Table 3 Majority Voting.

An example of a WBC segmentation is shown in Fig. 6 for SLIM, brightfield and translated cases. In this example there is a neutrophil in the top right corner, one in the bottom left corner, and a lymphocyte in the bottom left corner. Figure 6D–F are the predicted labels from the model, and Fig. 6G–I are the ground truth, with further examples presented in Fig. S3. Both brightfield and translated images have predicted labels similar to the ground truth, with all three cells correctly identified.

Figure 6
figure 6

Semantic segmentation results. (A) Example SLIM input, (B) example brightfield input, and (C) example translated input. (D–F) Corresponding predicted labels, and (G–I) corresponding ground truth labels. Scale bars; 20 µm.


Here, we present evidence that our method of combining AI with color spatial light interference microscopy (cSLIM) can quickly identify different white blood cells, such as neutrophils, monocytes, lymphocytes and eosinophils, without manual analysis. This is an important contribution to blood smear analysis, especially given the significance and multitude of leukocyte complications. We demonstrated that applying AI to cSLIM images delivers excellent performance in first artificially generating brightfield micrographs and afterwards localizing and classifying different WBCs. The results for all four categories indicate that the proposed method may be useful in quick screenings for cases of suspected leukocyte disorders.

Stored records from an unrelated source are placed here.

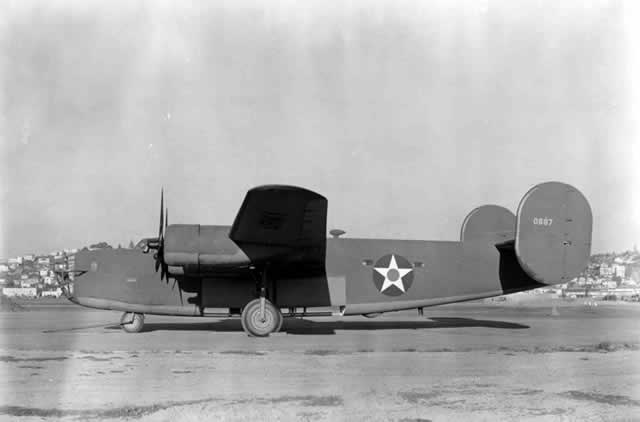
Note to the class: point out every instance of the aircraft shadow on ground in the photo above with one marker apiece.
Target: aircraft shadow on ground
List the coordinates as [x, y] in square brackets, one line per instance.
[303, 326]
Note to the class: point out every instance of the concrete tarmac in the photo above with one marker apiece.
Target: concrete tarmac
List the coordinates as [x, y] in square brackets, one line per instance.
[458, 362]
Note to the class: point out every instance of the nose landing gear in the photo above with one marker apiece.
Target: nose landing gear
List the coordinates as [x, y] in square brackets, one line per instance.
[132, 322]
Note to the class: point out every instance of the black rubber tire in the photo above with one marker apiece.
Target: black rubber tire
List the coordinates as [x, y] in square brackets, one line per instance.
[280, 322]
[253, 325]
[132, 322]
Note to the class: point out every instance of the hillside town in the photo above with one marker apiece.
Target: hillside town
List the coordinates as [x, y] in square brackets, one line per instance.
[34, 275]
[610, 276]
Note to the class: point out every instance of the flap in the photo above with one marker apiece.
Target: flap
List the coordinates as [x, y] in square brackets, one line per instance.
[278, 216]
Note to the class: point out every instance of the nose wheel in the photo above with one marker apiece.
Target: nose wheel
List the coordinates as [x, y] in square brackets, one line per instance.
[132, 322]
[261, 318]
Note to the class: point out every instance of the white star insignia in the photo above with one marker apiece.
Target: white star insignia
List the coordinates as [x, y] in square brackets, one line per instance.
[393, 275]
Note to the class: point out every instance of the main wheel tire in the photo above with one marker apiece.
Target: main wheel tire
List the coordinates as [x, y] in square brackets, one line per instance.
[132, 322]
[280, 322]
[256, 326]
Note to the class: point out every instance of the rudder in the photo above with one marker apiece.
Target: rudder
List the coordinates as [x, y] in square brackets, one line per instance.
[553, 232]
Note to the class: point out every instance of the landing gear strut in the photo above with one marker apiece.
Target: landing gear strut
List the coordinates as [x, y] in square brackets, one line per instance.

Not only does this technique offer automatic screening, but multiple blood smear slides can be evaluated rapidly as the overall throughput of the cSLIM scanner is comparable with that of commercial whole slide scanners. Inferring additional information through digital staining would be one way to improve upon these results other than simply adding more images, while keeping the samples label-free. This has recently been accomplished with phase images54, RI tomography55, and autofluorescence56. In our case, artificially recreating various fluorescent tags to identify specific components of white blood cells, such as a molecular tag for human neutrophil elastase (HNE), could help enhance our results. Future scope includes evaluating more images with sufficient instances of basophils and bands to add to the current WBC categories list, as well as imaging blood smears with specific leukocyte abnormalities, such as autoimmune neutropenia and leukemia.